Figure 3. Example of a setup curve |
Setup mechanisms have an important role in predicting the ultimate holding capacities of DIAs. Richardson et al. [12] conducted several experimental tests, which indicated that 50% of the anchors’ holding capacities are achieved from 35 to 350 days after installation. Furthermore, 90% of the holding capacity is achieved between 2.4 to 24 years after installation but these values highly depend on the soil properties. Lieng et al. [3] performed experimental tests and found that 70% of the holding capacity of a DPA is achieved 2 weeks after installation in the clay soil of Voring Bay in Norway. Radgahar et al. [13] and Raie and Tassoulas [14] conducted finite element analyses of finless torpedo anchors.
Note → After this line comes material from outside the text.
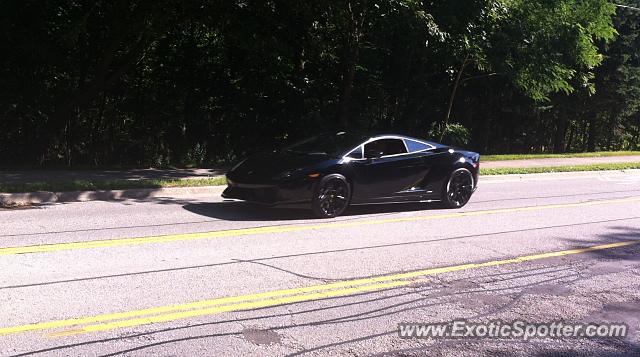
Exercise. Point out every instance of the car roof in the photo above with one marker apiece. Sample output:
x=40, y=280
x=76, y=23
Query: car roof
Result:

The results indicated that the time needed to achieve a degree of consolidation around 90% is highly inferior to the time needed for the complete consolidation of the soil. It is also emphasized that a significant regain of the anchor’s holding capacity was observed after its installation. Sabetamal et al. [15] focus on numerical analyses with the Arbitrary Lagrangian-Eulerian (ALE) approach to evaluate DIAs holding capacities simultaneously with pore pressure dissipation and soil consolidation with time. The authors concluded that most of the pullout capacity of the anchors should be available much earlier than the consolidation completion, as most of the excess pore pressure dissipates within a matter of days or weeks.
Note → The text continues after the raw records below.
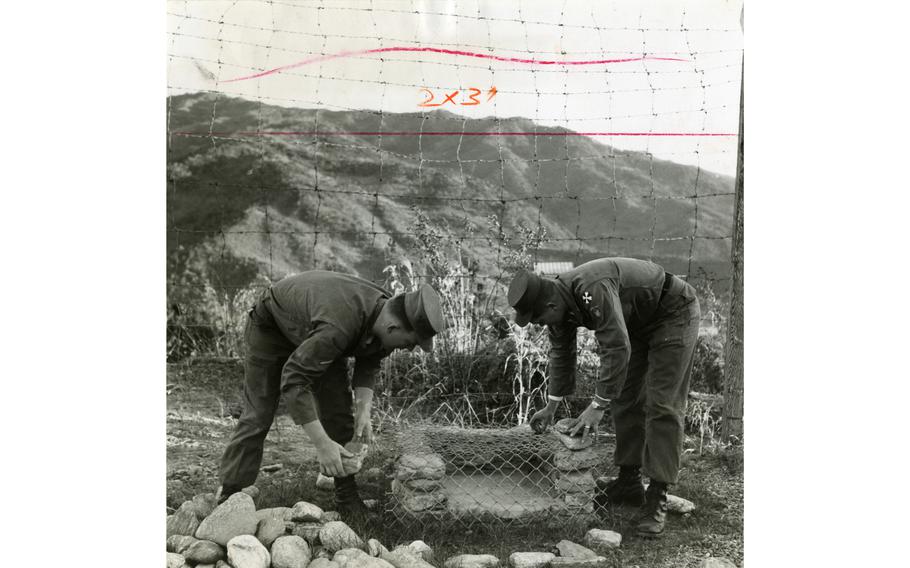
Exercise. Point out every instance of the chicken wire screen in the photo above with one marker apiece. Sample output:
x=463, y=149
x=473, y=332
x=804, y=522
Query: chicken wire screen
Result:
x=370, y=137
x=494, y=476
More recently, Zhao et al. [7] presented the available numerical methods to analyze dynamically installed anchors and emphasized that an integrated and complete simulation of installation and pullout of a DIA is still a challenge. Regarding the setup analysis of finless torpedoes, a degree of consolidation of 90% for elements within a radial distance of 1 Da of the anchor tip, where Da is the anchor’s external diameter, was achieved within 51-82 days after the installation.
Despite its successful use in offshore applications, estimating a torpedo anchor holding capacity and predicting the stresses in its structure remains a challenge [4]. Moreover, setup effects are not directly incorporated into the design of this structure. Sousa et al. [4] mention that, in practice, a typical torpedo anchor is first loaded approximately three months after its installation. However, the imposed loads are much lower than its holding capacity, as safety factors between 1.5 and 2.0 are employed in the anchor’s design. Nevertheless, there is no guarantee that this time is sufficient to achieve the required safety factor. On the other hand, a possible reduction in the time needed to connect the floating production system and the mooring line would be economically beneficial. Hence, there is still a gap of information concerning the setup process in the design of torpedo anchors, which is important to the offshore oil and gas industry.
In this work, a nonlinear axisymmetric finite element (FE) approach is proposed to predict the axial holding capacity of finless torpedo anchors considering setup effects. According to Medeiros Jr. [16], finless torpedo anchors may be used to anchor flexible lines to avoid load transfer from flowlines to submarine equipment. Moreover, monobuoys and ships may also be anchored in shallow waters using this type of torpedo.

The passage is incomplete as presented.